Als ik als historicus beweer dat racisme de grondslag vormt van koloniale machtsuitoefenging, dan neem ik geen ethisch standpunt in. Ik zoek naar de historische waarheid, en die mag geen aanleiding geven tot enige vorm van relativisme.'
Nog een veel gehoorde bewering is dat het na de onafhankelijkheid snel bergaf is gegaan met Congo. In de koloniale periode was het dan zo slecht nog niet.
'De verdedigers van dit standpunt kijken vooral naar de socio-economische gegevens: de infrastructuur, de geboorte- en sterftecijfers, de alfabetisering enz. Aan de hand van die cijfers zou je kunnen beweren dat de toestand in de koloniale periode beter was.

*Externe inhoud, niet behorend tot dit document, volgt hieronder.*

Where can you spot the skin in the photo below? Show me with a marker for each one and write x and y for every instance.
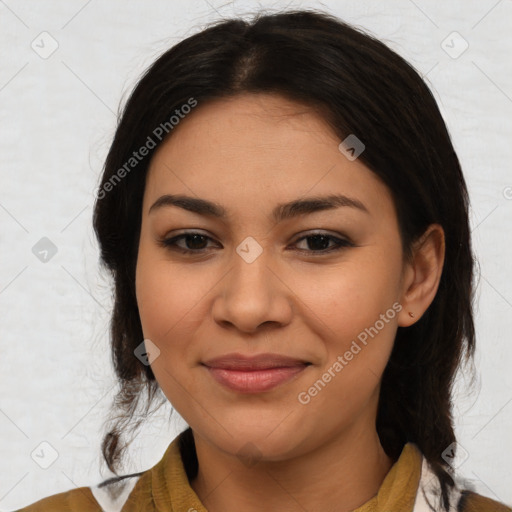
(249, 153)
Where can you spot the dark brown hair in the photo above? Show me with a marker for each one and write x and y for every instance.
(361, 87)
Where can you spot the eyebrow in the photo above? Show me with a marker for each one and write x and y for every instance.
(281, 212)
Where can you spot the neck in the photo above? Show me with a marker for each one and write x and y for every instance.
(340, 475)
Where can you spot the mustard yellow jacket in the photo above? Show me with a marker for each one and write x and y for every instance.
(408, 487)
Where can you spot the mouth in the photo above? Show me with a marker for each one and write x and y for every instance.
(254, 374)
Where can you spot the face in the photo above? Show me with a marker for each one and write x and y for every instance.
(317, 284)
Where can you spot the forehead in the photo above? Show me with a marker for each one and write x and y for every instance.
(255, 149)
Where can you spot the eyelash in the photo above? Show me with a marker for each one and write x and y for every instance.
(170, 243)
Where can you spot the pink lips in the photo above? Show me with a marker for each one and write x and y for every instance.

Die aanname is problematisch om verschillende redenen. Het is gevaarlijk om een onderscheid te maken tussen enerzijds de bouw van infrastructuur of de verwezenlijkingen in de gezondheidszorg en het onderwijs, en anderzijds de racistische machtsstructuur van de kolonie. Veel van deze infrastructuur, bijvoorbeeld het spoorwegnetwerk, is net aangelegd om de economische uitbuiting mogelijk te maken, en diende niet om de welvaart van de gekoloniseerden te verhogen. Vergeet ook niet dat de onafhankelijk geworden landen moesten voortbouwen op de erfenis van de voorgaande periode. Een gedekoloniseerd land begint niet van nul af opnieuw. Het lot van postkoloniaal Congo was nauw verbonden met de geopolitieke toestand tijdens de koude oorlog. De internationale vraag naar grondstoffen woog op de politieke en economische ontwikkeling van het land – ook hier was er geen profijt voor de Congolese bevolking. De Congolese politieke generatie van na de onafhankelijkheid moest zijn plan trekken in een zeer nadelige geopolitieke context.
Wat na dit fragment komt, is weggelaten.